Publié le mardi 14 août 2007, mis à jour le lundi 3 septembre 2007

Le criminel de guerre nazi Heinz Barth est mort, le 6 août 2007, à 86 ans en Allemagne. Surnommé "l’assassin d’Oradour-sur-Glane", son nom reste associé au massacre de 642 civils commis par les SS le 10 juin 1944, dans le petit village d’Oradour-sur-Glane, près de Limoges.

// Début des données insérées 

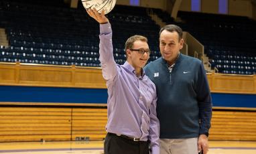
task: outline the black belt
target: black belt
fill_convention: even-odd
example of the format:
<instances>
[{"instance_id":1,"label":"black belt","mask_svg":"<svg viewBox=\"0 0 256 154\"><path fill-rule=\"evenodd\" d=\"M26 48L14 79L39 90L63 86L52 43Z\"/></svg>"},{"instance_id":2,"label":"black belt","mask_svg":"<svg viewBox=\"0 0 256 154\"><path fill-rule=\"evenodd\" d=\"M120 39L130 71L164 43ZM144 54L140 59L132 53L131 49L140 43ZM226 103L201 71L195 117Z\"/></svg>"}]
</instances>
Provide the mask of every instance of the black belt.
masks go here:
<instances>
[{"instance_id":1,"label":"black belt","mask_svg":"<svg viewBox=\"0 0 256 154\"><path fill-rule=\"evenodd\" d=\"M122 134L115 134L115 133L108 133L109 134L111 134L111 135L116 135L117 137L123 137L123 138L125 138L125 139L130 139L130 140L133 140L133 141L135 142L138 142L139 141L139 139L137 139L137 138L133 138L133 137L128 137L128 136L126 136L125 135L122 135Z\"/></svg>"}]
</instances>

Nous reproduisons d’abord le communiqué de monsieur Alain MARLEIX, secrétaire d’Etat à la Défense chargé des anciens combattants ;

puis un article signé Hervé Chabaud paru dans le journal « l’union » du 15 août 23007 ;

puis un article avec le titre « MORT TRANQUILLE D’UN SALOPARD » paru sur le site : http://deblogablog.blog.20minutes.fr/archive/2007/08/14/mort-tranquille-d-un-salopard.html ;

puis un article paru dans le journal « l’Humanité » le 13 mai 1995 qui montre bien la réhabilitation des criminels nazis après la réunification de l’Allemagne.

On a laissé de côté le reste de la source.